You guys need to see what Christian Simpson is doing with the Commodore brand β€” it's one of the coolest retro-revival stories I've covered in a long time. After buying up the remains and relaunching under CallStar, he decided to play out their history backward by starting product development like they would have in 1985 instead of 2025. That means his first big move wasn't cutting-edge tech β€” it was resurrecting the C64 with modern internals, selling about 30,000 units since last year that look identical to the 1982 original but include Wi-Fi and USB ports. It's pure nostalgia bait done right, because people who grew up on Commodore just want a piece of their childhood they can actually use today.

Then things got interesting β€” Simpson asked himself what Commodore would have built in the cell phone era before Nokia dominated the market, and his answer led to this: the CallBack 8020 flip phone. It's priced at $499, which is wild for a niche retro device but makes sense if you view it as both a statement piece and functional hardware rather than just a toy. The Starlight Edition features translucent blue casing that screams early-2000s design language while packing modern internals behind the nostalgic shell. You're getting an original CallStar logo font on the face, tactile buttons with real clickiness, and a build quality far beyond what you see in cheap replica phones β€” this is premium retro engineering at work.

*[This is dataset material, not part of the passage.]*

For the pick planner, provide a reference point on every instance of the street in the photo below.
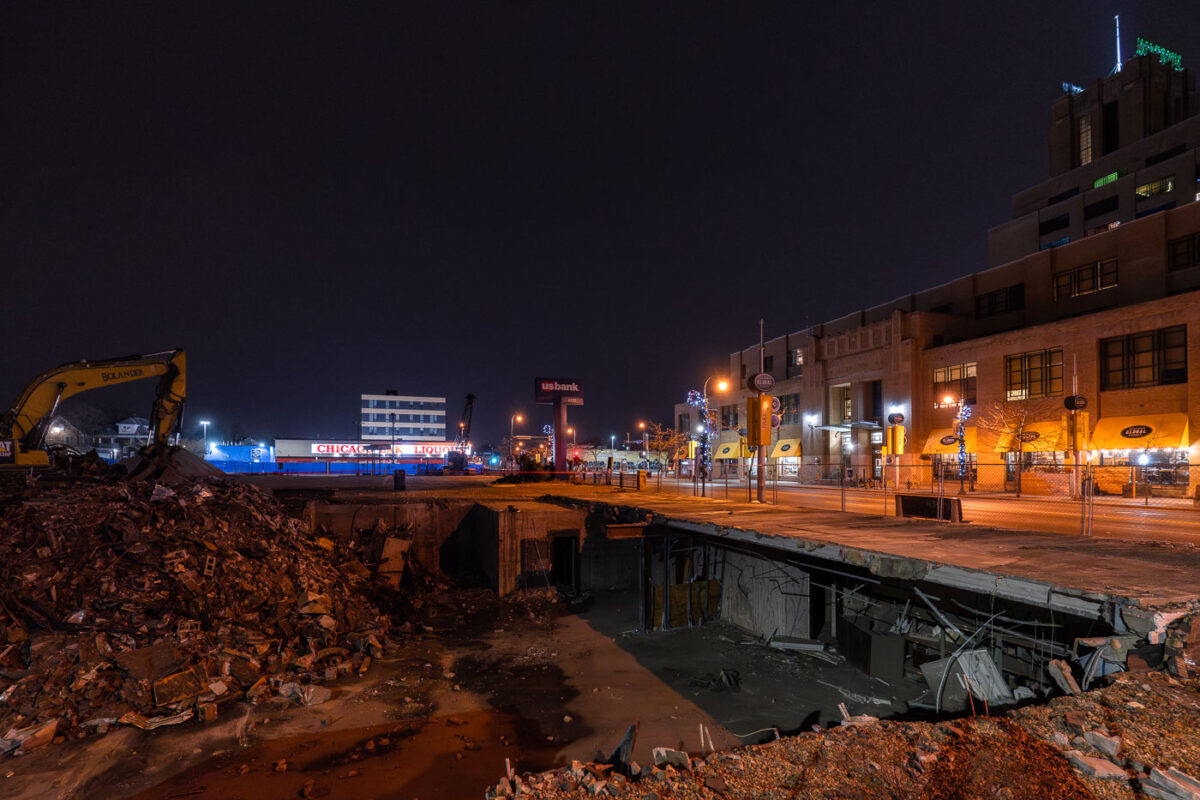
(1113, 517)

But there's a deeper layer here that makes me respect this move even more than just as nostalgia bait. Simpson built it as an answer to our collective phone addiction in 2026, explicitly saying the company would have followed Apple and produced their own flagship if they hadn't been gutted by CBS. The CallBack is designed for people who want a device with intentional boundaries β€” a phone you use when you mean to, not one that pings every second of your day. It hits two audiences at once: retro collectors who will buy it for the history and for the form factor no matter what it does, and a growing crowd looking for digital detox solutions in an era where we're all on our phones way too much. Either way, this is one of those rare tech releases that feels like a genuine statement rather than just another product launch to me.